Data Products
A data product is a logical data unit on the data platform that is actively managed by a team (owner).
A data product exposes its data through output ports, ensuring downstream users or systems can easily consume it. An output port is specified by a data contract, which defines the schema, semantics, and quality for using the data, along with the terms of use.
Data Product Types
Data Mesh Manager supports the following data product types:
- Source-aligned Data Product: Data Products that are closely aligned to the entities or events generated in corresponding operational systems without significant transformations.
- Aggregated Data Product: Data Products that are built on top of one or more source-aligned data products and provide aggregated or transformed data for multiple use cases.
- Consumer-aligned Data Product: Data Products that are designed to meet the specific needs of a particular consumer or group of consumers, often involving significant transformations or aggregations.

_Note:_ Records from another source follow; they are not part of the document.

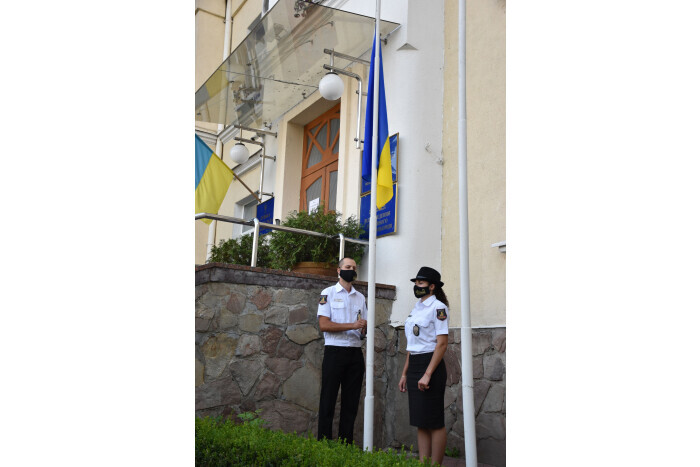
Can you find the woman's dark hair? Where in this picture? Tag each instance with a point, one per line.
(440, 295)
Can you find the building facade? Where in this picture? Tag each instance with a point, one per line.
(421, 74)
(260, 70)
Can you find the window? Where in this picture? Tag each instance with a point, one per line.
(319, 173)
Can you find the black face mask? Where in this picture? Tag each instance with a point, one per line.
(348, 275)
(421, 292)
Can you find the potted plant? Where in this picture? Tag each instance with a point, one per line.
(288, 250)
(240, 250)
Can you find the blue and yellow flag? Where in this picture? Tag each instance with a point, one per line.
(212, 178)
(385, 190)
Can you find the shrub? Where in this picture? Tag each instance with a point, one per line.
(224, 443)
(289, 248)
(240, 250)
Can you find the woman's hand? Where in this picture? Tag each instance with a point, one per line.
(423, 382)
(402, 384)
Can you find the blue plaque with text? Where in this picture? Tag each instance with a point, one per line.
(265, 212)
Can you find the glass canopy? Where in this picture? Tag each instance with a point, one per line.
(281, 61)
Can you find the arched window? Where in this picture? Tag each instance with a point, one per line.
(319, 173)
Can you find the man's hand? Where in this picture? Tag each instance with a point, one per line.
(423, 382)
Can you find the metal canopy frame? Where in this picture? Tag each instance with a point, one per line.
(281, 61)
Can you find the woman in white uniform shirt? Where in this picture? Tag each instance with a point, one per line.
(424, 373)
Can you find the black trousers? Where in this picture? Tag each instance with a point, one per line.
(342, 367)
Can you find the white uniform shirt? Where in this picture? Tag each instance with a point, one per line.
(425, 318)
(342, 306)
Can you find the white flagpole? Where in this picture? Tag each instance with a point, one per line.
(371, 281)
(466, 347)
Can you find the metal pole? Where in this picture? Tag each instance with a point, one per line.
(466, 346)
(211, 237)
(359, 96)
(256, 234)
(262, 170)
(371, 282)
(342, 247)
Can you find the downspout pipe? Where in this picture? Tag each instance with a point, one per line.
(466, 334)
(211, 237)
(359, 96)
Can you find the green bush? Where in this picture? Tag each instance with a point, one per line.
(224, 443)
(240, 250)
(289, 248)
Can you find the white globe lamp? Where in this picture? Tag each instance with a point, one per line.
(331, 87)
(239, 153)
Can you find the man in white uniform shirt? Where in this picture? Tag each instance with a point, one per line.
(342, 316)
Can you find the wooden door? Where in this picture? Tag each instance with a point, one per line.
(319, 173)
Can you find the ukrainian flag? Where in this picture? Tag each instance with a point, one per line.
(385, 190)
(212, 178)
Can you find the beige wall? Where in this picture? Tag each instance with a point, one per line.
(486, 155)
(209, 49)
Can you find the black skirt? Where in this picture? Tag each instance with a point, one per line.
(426, 408)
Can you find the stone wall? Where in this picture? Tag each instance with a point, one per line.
(257, 346)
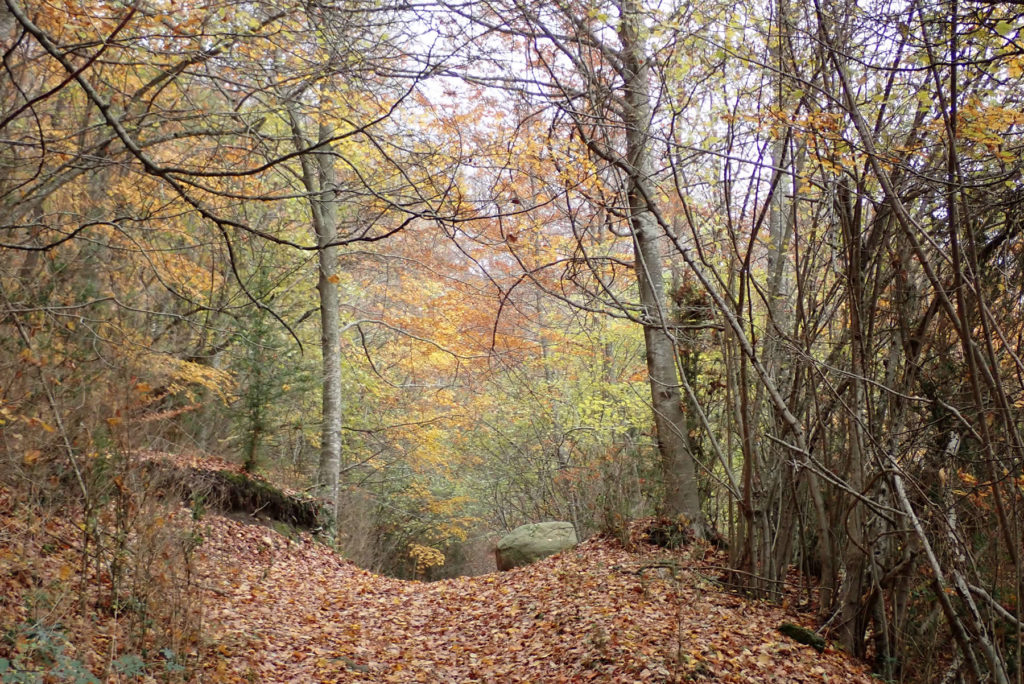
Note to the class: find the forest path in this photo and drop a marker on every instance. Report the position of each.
(287, 610)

In addition, the following systems can be added that also provide or consume data, while they are usually not considered as data products:
- Data Consumer: A system that consumes data from data products, but does not provide data itself. Examples: reports, dashboards, notebooks, BI tools
- Application: A system or software that implements business processes and generates or consumes data. Applications typically have an API. Examples: operational systems, microservices, databases, CRM, MDM, source systems, external data providers
With these, you can model the data landscape of your organization and understand how data flows between different systems, both in operational and in the analytical realm.
Output Ports
A data product can have zero, one, or multiple output ports. An output port is the technical endpoint to a specific dataset.
An output port is usually the combination of:
- data model (e.g., one or multiple tables, PII, non-PII)
- version (v1, v2)
- server technology (Databricks, Snowflake, S3, Kafka, etc.)
- environment (prod, dev, test)
The output port has a server, to which a data consumer can connect to access the data (e.g., the hostname, database, and schema name in Snowflake).
An output port can be specified by a data contract, which defines the schema, semantics, and quality for using the data, along with the terms of use.
Data consumers (users, teams, and other data products) request access to a specific output port.
Input Ports
Input ports represent upstream data products or applications that provide the source data for the data product.
To add an input port, request access add or request access for the consuming data product. The input port will be created automatically.
Assets (optional)
Internal components, such as data pipelines, raw and intermediary tables, ingestion methods, test code, and infrastructure details that are not relevant for data consumers are usually not part of the data product in Data Mesh Manager. However, these assets can be assigned to data products or output ports for documentation, navigation, search, and lineage purposes.
Costs (optional)
Infrastructure costs and other expenses related to the data product can be assigned to the data product to track the costs for building and running the data product. The cost information can be used for data product controlling to evaluate the business value of the data product.
Data Product Specification
A data product can be edited in the YAML editor or through the API as JSON for automated provisioning. It follows the Data Product Specification.